Podziały w firmie
Problem jest poważny, ale występuje najczęściej w dużych firmach, które posiadają rozbudowaną strukturę organizacyjną. Z biegiem czasu struktury kostnieją przez procesy utrwalane wieloletnią praktyką, tworząc tzw. silosy.
W praktyce silosy te wpływają negatywnie na rozwój firmy – pracownicy nie znają celów strategicznych firmy i są oporni na wszelkie nowości, a ich praca ogranicza się wyłącznie do obowiązków własnego działu.
Przykład? Załóżmy, że rozmawiamy o firmie deweloperskiej, która właśnie realizuje nową inwestycje i szuka klientów. Firma ta wydała 20000 zł w poprzednim miesiącu na wygenerowanie leadów.
Reklamą zajął się dział marketingowy. Załóżmy również, że zespół jest kompetentny oraz dąży do poprawy jakości kampanii i maksymalizacji jej skuteczności. Po zakończonej próbie, z pewnością ma wiele pytań, na które dział sprzedaży powinien odpowiedzieć. Na tej podstawie zespół marketingowy jest w stanie wyciągnąć wnioski i wdrożyć je do nowej kampanii. Zdarza się jednak często tak, że dział sprzedaży nie podchodzi do współpracy profesjonalnie. Odpowiada lakonicznie albo wcale, oddeleguje również często zadanie pracownikowi najniższego szczeblu, dalej koncentrując się jedynie na zadaniach w obrębie swojego działu, które w ich mniemaniu są najważniejsze.

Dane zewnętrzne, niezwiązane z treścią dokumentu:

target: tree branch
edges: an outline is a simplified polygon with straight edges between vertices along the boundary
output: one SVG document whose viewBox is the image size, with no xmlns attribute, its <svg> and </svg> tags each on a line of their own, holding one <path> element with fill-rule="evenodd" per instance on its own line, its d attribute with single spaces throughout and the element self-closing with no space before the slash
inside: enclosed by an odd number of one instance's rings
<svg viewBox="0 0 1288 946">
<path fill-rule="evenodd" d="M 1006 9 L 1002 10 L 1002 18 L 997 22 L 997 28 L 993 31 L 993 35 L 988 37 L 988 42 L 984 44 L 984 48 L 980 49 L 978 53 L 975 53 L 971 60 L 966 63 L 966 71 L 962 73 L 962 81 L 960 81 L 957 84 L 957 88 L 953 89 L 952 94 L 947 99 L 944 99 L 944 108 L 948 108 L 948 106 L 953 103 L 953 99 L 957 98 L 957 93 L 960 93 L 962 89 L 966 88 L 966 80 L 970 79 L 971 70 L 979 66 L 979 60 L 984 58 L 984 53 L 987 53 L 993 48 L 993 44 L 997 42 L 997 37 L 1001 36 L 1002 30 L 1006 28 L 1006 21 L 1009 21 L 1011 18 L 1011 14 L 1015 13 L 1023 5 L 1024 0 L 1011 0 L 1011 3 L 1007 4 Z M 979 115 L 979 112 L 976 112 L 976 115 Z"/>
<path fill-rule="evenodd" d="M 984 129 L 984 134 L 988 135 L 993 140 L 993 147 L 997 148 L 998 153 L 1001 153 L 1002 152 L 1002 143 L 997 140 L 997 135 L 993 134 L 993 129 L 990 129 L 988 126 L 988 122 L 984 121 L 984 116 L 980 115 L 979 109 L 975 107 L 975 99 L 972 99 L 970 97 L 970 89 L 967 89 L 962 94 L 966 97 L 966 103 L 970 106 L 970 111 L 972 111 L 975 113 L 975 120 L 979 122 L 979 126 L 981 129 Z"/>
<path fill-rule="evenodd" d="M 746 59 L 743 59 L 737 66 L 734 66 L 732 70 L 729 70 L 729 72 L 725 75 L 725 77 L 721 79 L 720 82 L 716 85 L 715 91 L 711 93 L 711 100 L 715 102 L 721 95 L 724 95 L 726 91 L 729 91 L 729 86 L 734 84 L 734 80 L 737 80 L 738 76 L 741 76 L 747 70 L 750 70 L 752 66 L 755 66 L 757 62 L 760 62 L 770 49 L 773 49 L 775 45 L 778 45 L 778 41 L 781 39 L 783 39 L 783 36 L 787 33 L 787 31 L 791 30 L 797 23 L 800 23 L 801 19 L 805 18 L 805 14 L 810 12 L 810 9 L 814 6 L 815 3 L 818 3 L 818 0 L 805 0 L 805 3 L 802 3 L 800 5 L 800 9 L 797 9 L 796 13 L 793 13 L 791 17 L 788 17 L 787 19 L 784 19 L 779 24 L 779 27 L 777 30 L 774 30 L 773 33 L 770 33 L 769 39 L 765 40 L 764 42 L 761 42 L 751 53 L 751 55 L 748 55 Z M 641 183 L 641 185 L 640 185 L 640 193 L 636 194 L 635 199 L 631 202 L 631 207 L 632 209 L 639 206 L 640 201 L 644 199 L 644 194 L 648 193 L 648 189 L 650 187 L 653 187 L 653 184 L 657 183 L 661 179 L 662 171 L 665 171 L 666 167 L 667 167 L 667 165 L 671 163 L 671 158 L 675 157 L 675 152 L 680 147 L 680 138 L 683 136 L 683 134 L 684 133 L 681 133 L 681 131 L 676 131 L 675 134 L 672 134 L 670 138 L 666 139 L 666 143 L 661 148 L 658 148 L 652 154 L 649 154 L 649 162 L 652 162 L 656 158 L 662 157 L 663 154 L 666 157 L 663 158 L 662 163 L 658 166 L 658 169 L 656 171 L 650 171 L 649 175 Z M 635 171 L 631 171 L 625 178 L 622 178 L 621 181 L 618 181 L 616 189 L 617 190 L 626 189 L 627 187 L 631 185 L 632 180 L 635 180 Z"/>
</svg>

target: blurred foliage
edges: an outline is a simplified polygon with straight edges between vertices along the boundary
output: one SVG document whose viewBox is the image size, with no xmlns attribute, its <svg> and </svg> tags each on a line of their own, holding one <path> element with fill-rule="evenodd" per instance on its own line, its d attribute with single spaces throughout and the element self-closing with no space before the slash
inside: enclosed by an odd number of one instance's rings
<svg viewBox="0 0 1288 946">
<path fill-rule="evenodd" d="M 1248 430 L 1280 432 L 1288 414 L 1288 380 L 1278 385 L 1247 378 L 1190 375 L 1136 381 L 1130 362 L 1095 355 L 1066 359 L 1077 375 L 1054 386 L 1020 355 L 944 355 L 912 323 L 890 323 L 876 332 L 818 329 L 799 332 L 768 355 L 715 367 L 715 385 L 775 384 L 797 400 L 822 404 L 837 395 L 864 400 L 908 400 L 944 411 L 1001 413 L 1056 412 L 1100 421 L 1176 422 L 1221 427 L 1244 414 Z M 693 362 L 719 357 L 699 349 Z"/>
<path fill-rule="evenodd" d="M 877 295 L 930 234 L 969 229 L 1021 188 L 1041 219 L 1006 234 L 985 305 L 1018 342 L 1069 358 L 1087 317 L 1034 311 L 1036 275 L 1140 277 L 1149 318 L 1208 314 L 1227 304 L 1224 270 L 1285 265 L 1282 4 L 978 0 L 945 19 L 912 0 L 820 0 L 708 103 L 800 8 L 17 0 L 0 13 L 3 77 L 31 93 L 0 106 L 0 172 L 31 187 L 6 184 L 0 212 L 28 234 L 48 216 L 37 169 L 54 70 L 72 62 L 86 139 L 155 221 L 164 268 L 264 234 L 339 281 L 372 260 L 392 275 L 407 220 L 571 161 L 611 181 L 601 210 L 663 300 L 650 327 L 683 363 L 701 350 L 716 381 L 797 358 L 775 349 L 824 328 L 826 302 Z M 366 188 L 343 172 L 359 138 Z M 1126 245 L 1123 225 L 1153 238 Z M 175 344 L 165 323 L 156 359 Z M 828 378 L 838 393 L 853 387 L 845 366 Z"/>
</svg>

Silosy bardzo często powstają również między partnerami zewnętrznymi. Tym bardziej w dzisiejszych czasach, kiedy outsourcing jest bardzo popularny. Częsty obraz, który obserwowaliśmy, to stagnacja w firmie ze względu na oddelegowanie ważnych funkcji do niezbyt kompetentnego podmiotu.